I notice you say "book bag," and not "backpack."
by mkovac (2024-04-30 10:14:03)

In reply to: Then there was the line to get on the bus our neighborhood.  posted by cujays96


No one had backpacks at ND when I was there. We all had book bags. They had a rubberized interior with an olive drab exterior, made out of a canvas-like material that once it began to rip, total collapse was not far behind.

Professors, teacher's aids, and graduate students carried briefcases. I don't recall regular students sporting them. We students were like members of Easy Company hustling to take out the German machine guns and 88s (They were 105s!) at Brecourt in Normandy, "Weapons and Ammo only!" We weren't like our children in the late 80s and 90s who had backpacks with every damn book for the whole day inside, risking lower back injury and pinched nerves and collapsed disks - all before puberty!

We carried one or two books in our book bags ("Weapons and Ammo only!") and the main risk we lived with was some Engineering student picking up our book bag with our Sociology or Freshman English books in it and us being left with his undecipherable Freshman Biology notes and his drawings of the bar-eyed and straight eyed drosophila melanogaster fruit flies that looked like something a drunk Pablo Picasso and Salvador DalĂ­ cooked up after six hours of partying on the Costa del Sol while eating eels and drinking Sangria.

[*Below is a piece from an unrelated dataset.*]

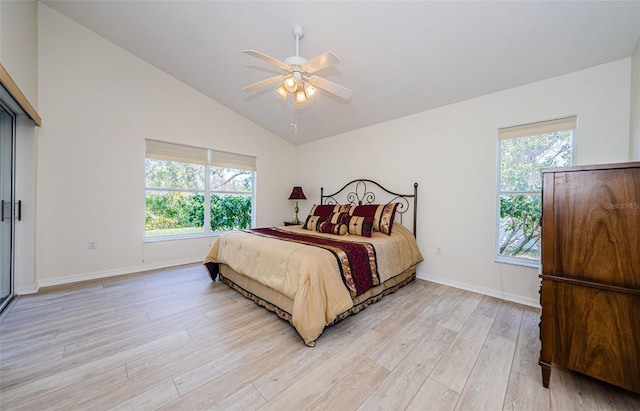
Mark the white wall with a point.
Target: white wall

Our crappy book bags invariably got ripped and soaked when manhandled by students who moved our bag off a hook in the South Dining Hall in favor of one for themselves and by the time we sorted through... not ours... not ours... not ours... Ours! we would sling ours onto our preferred shoulder and brave the elements of raw and frozen Northern Indiana and "soldier on" into the wind, the sleet, and the snow, our brows set low against the steel-gray gloaming, hoping that we are prepared for the spot quiz that our professor will spring on us while we are thinking about the creamy thighs of that St. Mary's girl who smiled at us at the last mixer and who we hope will grace us with a date at some time in the near future and who will click-clack the heels of her penny loafers on the gleaming entry floor of the Le Mans Hall foyer in a rapid pace to match the beat of our lonely heart as she walks toward us, back straight, eyes bright, and with just a hint of a smile to quicken our soul as a phalanx of pinched-face nuns side-eye her with slitted eyes, suspicious about what is on the pretty coed's mind and whether she is saying a Hail Mary as she strolls toward that Notre Dame man who is thinking about "you know what."